Cameron L. McDermott, 32, of Hempstead, pleaded guilty Friday, Feb. 9, 2018, to sexually assaulting two unconscious women in Manhattan, prosecutors said. Credit: NCPD

A Hempstead man pleaded guilty Friday to sexually assaulting two unconscious women in New York City — repeated attacks caught on video seized from his home, officials said.

Cameron L. McDermott, 32, admitted first-degree rape and first-degree sexual abuse after being charged last year in a 200-count indictment, Manhattan District Attorney Cyrus R. Vance Jr. said in a news release.

McDermott is scheduled to be sentenced April 6 in State Supreme Court in Manhattan to 10 years in prison and 5 years of supervision following his release, officials said.

Authorities said the victims — one, attacked on eight occasions in 2010, the other attacked five times in 2013 — knew McDermott but were “unaware the conduct had occurred.”

The attacks came to light, authorities said, when Garden City police executed a search warrant during an investigation of McDermott as a suspect in a public lewdness and child pornography case.

That case came about after police said the Hempstead man exposed himself several times to women in Garden City over a four-month span — resulting in his arrest in January 2017.

The case against McDermott for the Garden City incidents is still pending, according to the office of Nassau County District Attorney Madeline Singas.

During the subsequent warrant search, authorities said Garden City detectives uncovered video and photographs of the women assaulted by McDermott in their Manhattan apartments.

That evidence was recovered from McDermott’s computers and USB drives, officials said.
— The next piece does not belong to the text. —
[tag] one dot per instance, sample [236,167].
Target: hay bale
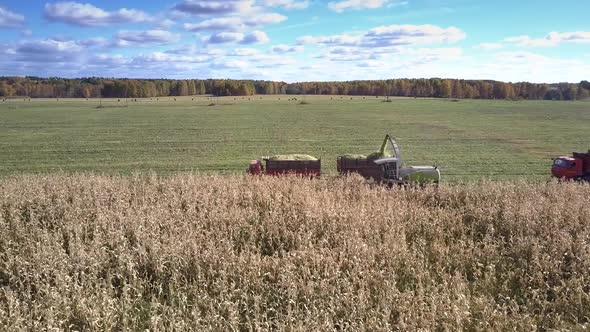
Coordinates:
[353,157]
[292,157]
“Cameron McDermott violated two women while they were unconscious and unable to protect themselves from his predatory abuse,” Vance said in a statement. “While a criminal conviction cannot begin to undo the damage done by these attacks, I hope his guilty plea brings a measure of comfort to the survivors in this case.”

Vance also noted the role of Garden City police, saying, “Had it not been for their diligence in executing a court-ordered search of his devices following an arrest in Nassau County, these assaults in Manhattan might have gone undiscovered.”